Expected value of exponential martingale

Question

$(B_t)_{t\ge 0}$ is a Brownian motion starting from $0$. For $x>0$ define $\sigma_x=\inf\lbrace t\ge 0:B_t\le t-x\rbrace$ and $W_t=\exp(\lambda B_t-\frac{\lambda^2}{2}t)$. I am trying to verify that

$$E(W_{\sigma_x})=1 \iff \lambda \le 1. $$

I don't see how the condition $\lambda \le 1$ applies.
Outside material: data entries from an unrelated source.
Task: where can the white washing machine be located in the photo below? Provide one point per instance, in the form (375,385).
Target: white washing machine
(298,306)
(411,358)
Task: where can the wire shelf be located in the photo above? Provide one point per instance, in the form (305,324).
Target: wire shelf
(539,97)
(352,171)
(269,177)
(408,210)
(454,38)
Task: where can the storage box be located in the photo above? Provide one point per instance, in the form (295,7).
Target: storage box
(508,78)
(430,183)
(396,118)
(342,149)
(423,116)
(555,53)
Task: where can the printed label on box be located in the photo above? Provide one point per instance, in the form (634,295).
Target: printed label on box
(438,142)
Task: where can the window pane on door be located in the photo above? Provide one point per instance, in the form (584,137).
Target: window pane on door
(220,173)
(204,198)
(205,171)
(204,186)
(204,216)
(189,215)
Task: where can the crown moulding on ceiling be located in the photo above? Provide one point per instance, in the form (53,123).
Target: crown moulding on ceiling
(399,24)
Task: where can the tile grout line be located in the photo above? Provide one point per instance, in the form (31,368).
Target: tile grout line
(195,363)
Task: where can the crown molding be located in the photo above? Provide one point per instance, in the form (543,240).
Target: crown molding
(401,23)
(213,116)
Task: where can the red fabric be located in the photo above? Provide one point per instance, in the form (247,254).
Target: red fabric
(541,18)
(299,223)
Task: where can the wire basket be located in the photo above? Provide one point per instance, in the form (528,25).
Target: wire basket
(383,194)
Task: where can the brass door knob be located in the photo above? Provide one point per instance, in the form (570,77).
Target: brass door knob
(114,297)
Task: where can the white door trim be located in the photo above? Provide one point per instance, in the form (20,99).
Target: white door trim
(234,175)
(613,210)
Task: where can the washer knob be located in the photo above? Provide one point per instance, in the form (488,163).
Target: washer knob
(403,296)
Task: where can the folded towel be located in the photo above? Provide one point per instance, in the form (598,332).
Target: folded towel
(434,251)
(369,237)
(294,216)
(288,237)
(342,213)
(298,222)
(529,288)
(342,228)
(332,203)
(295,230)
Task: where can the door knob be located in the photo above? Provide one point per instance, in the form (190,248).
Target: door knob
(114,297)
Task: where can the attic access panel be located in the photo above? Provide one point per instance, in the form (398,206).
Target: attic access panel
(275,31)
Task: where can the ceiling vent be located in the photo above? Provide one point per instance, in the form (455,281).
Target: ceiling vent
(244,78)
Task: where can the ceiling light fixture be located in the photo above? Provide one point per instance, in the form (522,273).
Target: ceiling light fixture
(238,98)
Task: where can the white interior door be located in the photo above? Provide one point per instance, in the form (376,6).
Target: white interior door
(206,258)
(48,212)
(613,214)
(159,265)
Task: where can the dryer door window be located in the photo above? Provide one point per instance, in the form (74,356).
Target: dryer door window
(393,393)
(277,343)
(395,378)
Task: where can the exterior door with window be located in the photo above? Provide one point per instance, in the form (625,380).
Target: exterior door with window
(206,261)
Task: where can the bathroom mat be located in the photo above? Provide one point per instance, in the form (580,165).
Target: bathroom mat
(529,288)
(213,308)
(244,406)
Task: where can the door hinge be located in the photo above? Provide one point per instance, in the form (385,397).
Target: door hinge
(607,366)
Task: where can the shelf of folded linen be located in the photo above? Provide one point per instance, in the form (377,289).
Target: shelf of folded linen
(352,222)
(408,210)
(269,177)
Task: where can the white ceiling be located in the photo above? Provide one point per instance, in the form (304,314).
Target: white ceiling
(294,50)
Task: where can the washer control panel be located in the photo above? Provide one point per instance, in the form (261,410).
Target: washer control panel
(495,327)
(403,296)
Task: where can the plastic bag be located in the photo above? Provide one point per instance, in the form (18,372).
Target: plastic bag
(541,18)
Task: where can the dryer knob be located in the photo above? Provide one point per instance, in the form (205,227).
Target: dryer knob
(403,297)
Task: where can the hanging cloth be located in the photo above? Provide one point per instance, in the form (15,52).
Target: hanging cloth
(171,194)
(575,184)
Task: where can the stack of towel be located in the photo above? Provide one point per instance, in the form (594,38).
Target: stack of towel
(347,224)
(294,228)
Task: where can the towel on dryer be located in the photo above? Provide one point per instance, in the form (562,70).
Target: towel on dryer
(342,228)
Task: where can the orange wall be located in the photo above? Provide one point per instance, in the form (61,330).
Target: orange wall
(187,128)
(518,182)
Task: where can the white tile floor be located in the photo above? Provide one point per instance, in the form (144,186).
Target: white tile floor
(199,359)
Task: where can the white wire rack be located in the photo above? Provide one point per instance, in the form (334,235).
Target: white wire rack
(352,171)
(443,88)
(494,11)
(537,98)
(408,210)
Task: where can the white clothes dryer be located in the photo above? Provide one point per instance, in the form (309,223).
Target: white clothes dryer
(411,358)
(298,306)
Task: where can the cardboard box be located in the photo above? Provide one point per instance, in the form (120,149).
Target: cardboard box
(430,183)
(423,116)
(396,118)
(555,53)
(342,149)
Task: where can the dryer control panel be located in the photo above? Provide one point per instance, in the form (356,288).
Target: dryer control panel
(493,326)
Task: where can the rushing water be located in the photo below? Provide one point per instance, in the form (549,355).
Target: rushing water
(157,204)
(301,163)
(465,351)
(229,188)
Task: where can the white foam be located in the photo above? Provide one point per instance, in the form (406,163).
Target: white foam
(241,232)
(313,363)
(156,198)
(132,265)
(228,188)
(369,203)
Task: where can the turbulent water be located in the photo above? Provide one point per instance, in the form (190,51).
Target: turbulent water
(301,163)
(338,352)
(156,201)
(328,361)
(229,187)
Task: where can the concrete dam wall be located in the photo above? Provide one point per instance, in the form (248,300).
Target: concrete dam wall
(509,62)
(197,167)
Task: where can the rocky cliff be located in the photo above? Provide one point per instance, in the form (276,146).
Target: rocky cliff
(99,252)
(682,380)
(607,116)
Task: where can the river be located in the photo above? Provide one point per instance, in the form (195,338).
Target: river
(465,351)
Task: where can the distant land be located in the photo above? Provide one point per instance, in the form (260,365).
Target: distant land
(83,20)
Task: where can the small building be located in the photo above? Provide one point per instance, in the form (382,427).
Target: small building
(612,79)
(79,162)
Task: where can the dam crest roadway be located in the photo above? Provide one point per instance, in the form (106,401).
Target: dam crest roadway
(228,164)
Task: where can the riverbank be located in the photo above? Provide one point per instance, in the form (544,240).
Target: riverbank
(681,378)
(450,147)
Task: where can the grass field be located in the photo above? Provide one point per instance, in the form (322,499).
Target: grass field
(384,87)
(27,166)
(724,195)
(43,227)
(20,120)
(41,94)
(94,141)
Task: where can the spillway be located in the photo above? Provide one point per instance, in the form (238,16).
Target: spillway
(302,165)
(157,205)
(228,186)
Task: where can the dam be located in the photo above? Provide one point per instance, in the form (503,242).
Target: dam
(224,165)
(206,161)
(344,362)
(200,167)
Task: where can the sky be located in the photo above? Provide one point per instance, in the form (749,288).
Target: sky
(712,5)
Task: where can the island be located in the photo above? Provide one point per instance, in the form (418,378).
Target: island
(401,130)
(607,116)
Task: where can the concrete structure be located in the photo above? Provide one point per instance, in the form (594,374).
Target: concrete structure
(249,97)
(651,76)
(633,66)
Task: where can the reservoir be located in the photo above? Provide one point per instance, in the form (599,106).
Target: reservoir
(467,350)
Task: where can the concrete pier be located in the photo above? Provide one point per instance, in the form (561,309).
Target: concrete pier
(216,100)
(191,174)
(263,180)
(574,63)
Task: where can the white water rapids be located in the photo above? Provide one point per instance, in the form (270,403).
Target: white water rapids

Since $\sigma_x$ is a stopping time, by the martingale stopping theorem I have $E(W_{\sigma _x})=E(\exp(\lambda B_{\sigma_x}-\frac{\lambda ^2}{2}\sigma_x))=E(\exp(\lambda B_0 - \frac{\lambda}{2} 0))=E(\exp(0))=1$.

How do I obtain the constraint $\lambda \le 1$?

Answer 1

Define $\tilde{B}_t$ and $\tilde{\sigma}_x$ by

$$ \tilde{B}_t = B_t - \lambda t, \qquad \tilde{\sigma}_x = \inf \{ t \geq 0 : B_t \leq (1-\lambda)t - x \}.$$

For each fixed $T$, define the probability measure $\Bbb{Q}$ by $\Bbb{Q}( \cdot ) = \Bbb{E}[W_T \mathbf{1}_{(\cdot)}]$, where $\Bbb{E}$ denotes the expectation w.r.t. $\Bbb{P}$. Then by the Girsanov's theorem, $(\tilde{B}_t : 0 \leq t \leq T)$ is a standard Brownian motion w.r.t. $\Bbb{Q}$ and thus

$$ \Bbb{P}(\tilde{\sigma}_x > T) = \Bbb{Q}(\sigma_x > T) = \Bbb{E}[ W_T \mathbf{1}_{\{ \sigma_x > T \}} ].$$

Here, we utilized the fact that $\sigma_x$ can be written as $ \sigma_x = \inf \{ t \geq 0 : \tilde{B}_t \leq (1-\lambda)t - x \}$. Now by the optional stopping theorem applied to the bounded stopping time $T \wedge \sigma_x$, we have

\begin{align*} 1 = \Bbb{E}[W_{T\wedge \sigma_x}] &= \Bbb{E}[ W_{\sigma_x} \mathbf{1}_{\{ \sigma_x \leq T \}} ] + \Bbb{E}[ W_T \mathbf{1}_{\{ \sigma_x > T \}} ] \\ &= \Bbb{E}[ W_{\sigma_x} \mathbf{1}_{\{ \sigma_x \leq T \}} ] + \Bbb{P}(\tilde{\sigma}_x > T). \end{align*}

Letting $T \to \infty$, monotone convergence theorem shows that

$$ \Bbb{E}[W_{\sigma_x}] = \Bbb{P}(\tilde{\sigma}_x < \infty). $$

This becomes $1$ exactly when $\lambda \leq 1$.